Having somehow endured another Christmas, New York entered the cheerful but slightly crapulous run-up to New Year’s Eve determined not to let the hard mask of amusement slip. Store clerks across the city rejoiced at the imminent cessation of the seasonal Muzak that has been torturing them since well before Thanksgiving, but some New Yorkers were made melancholy when the beloved sidewalk Christmas-tree vendors made their way back to the wilds of Canada. And there were other sadnesses and contretemps. At the Metropolitan Opera, Wallace Shawn was accosted by security and accused—baselessly—of secretly taping the performance of Janácek’s Katya Kabanova. An avowed paranoid, Shawn said the incident taught him “not to leave the house again.” Former state senator and “crybaby crook” Guy Velella contemplated his court-ordered return to jail the Monday after Christmas, consumed as ever by the tenderest self-pity. The scandals surrounding Bernard Kerik continued to multiply, as wags wondered whether Rudy Giuliani would next urge George Bush to consider George Steinbrenner, Donald Trump, or Joey Buttafuoco as head of Homeland Security. The New York Post, after loyally ignoring Kerik’s difficulties for a decent interval, showed its renewed toughness by pillorying, in headline, editorial, and cartoon, a Fifth Avenue beggar named Paula Headley—who falsely pretended to be homeless and in tears.
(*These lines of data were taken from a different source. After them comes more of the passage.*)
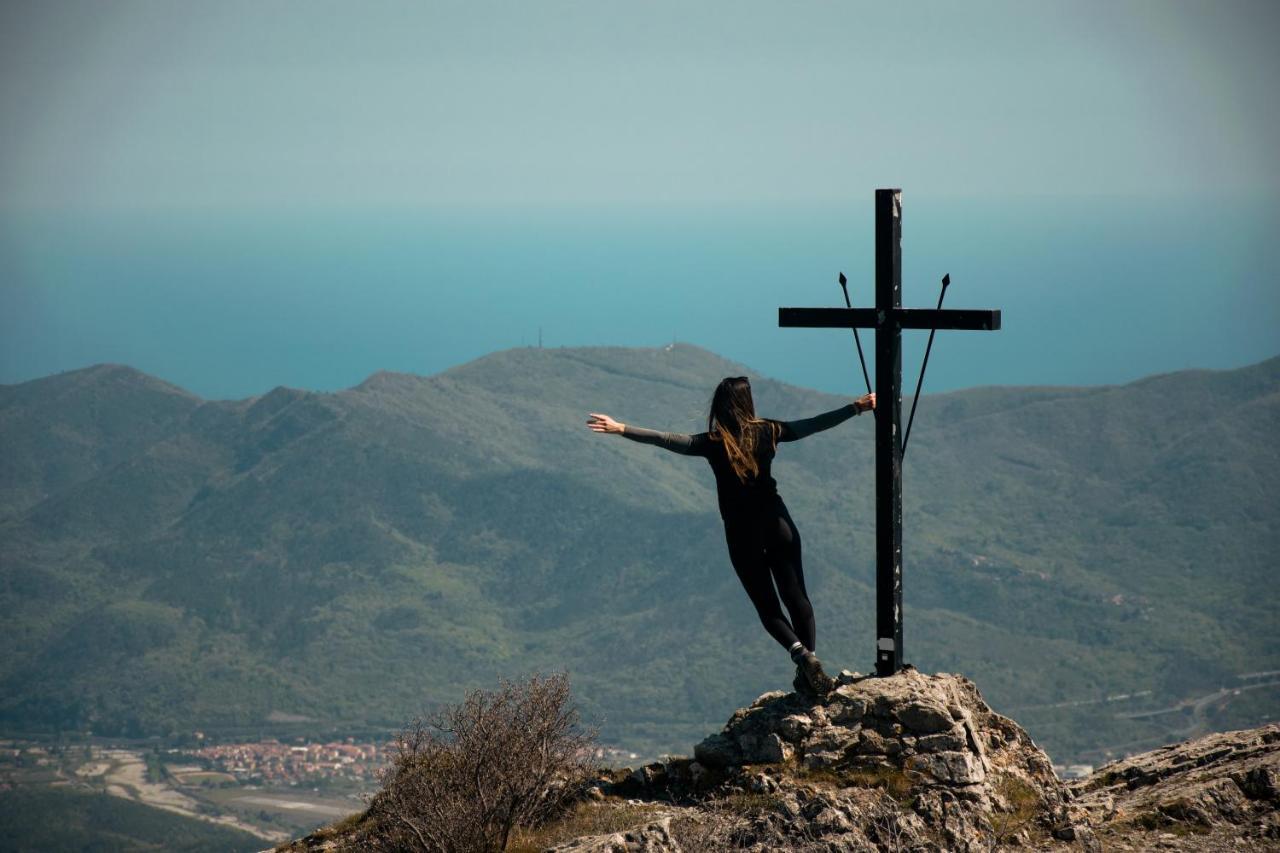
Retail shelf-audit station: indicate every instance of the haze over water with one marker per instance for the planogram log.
(1092, 291)
(241, 195)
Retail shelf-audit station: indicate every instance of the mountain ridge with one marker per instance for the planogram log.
(469, 519)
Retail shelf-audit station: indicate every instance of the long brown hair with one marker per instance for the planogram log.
(732, 420)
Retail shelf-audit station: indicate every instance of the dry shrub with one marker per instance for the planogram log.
(464, 778)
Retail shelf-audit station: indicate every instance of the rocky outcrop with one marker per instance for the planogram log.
(906, 762)
(1217, 792)
(913, 762)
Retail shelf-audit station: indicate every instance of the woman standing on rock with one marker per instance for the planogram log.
(763, 541)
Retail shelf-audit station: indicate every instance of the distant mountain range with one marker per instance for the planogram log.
(350, 559)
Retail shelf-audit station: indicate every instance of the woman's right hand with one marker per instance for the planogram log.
(604, 424)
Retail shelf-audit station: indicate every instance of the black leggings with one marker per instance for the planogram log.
(766, 551)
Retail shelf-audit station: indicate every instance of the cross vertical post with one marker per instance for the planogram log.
(888, 438)
(888, 318)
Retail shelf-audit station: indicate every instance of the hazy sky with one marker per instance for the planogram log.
(117, 104)
(241, 195)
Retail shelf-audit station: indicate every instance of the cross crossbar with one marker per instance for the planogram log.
(888, 318)
(961, 319)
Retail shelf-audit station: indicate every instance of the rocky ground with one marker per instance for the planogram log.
(915, 762)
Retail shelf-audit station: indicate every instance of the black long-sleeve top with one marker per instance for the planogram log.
(737, 498)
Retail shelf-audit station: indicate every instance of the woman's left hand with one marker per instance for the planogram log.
(603, 424)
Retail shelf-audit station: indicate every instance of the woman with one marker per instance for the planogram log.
(763, 541)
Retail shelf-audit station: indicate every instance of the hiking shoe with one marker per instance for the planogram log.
(809, 667)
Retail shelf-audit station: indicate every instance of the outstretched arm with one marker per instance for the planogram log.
(675, 442)
(794, 430)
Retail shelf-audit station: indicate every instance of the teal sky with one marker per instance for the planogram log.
(327, 104)
(240, 195)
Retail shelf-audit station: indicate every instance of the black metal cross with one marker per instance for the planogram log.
(888, 318)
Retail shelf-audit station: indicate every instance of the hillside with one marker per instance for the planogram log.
(172, 562)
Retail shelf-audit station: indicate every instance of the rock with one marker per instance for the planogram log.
(717, 751)
(763, 748)
(795, 726)
(919, 762)
(652, 838)
(1221, 788)
(924, 717)
(951, 767)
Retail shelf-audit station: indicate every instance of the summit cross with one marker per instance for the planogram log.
(888, 318)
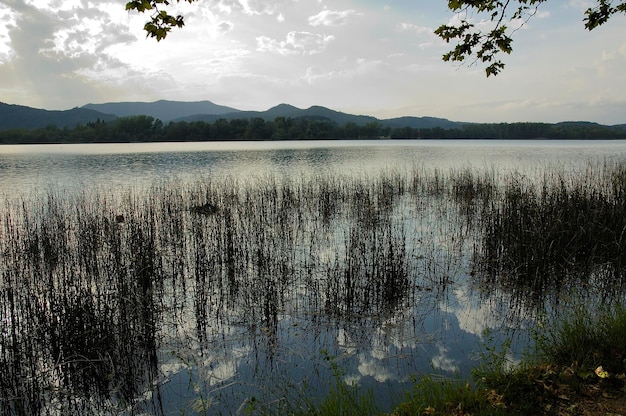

Further up Fifth Avenue, where the Post’s owner will soon move into his $44 million apartment, Pale Male flew hither and yon, new housing materials in beak. Undaunted by a collapsed deal, the Yankees persisted in their quest to sign Randy Johnson—hey, the boy ain’t great-looking, but he has a nice ERA—and newly signed Mets pitcher Pedro Martinez spoke movingly of how God guided him from Boston to New York. When asked if the money didn’t have something to do with it, Martinez replied, “I don’t want you to think I’m some bum on the street.”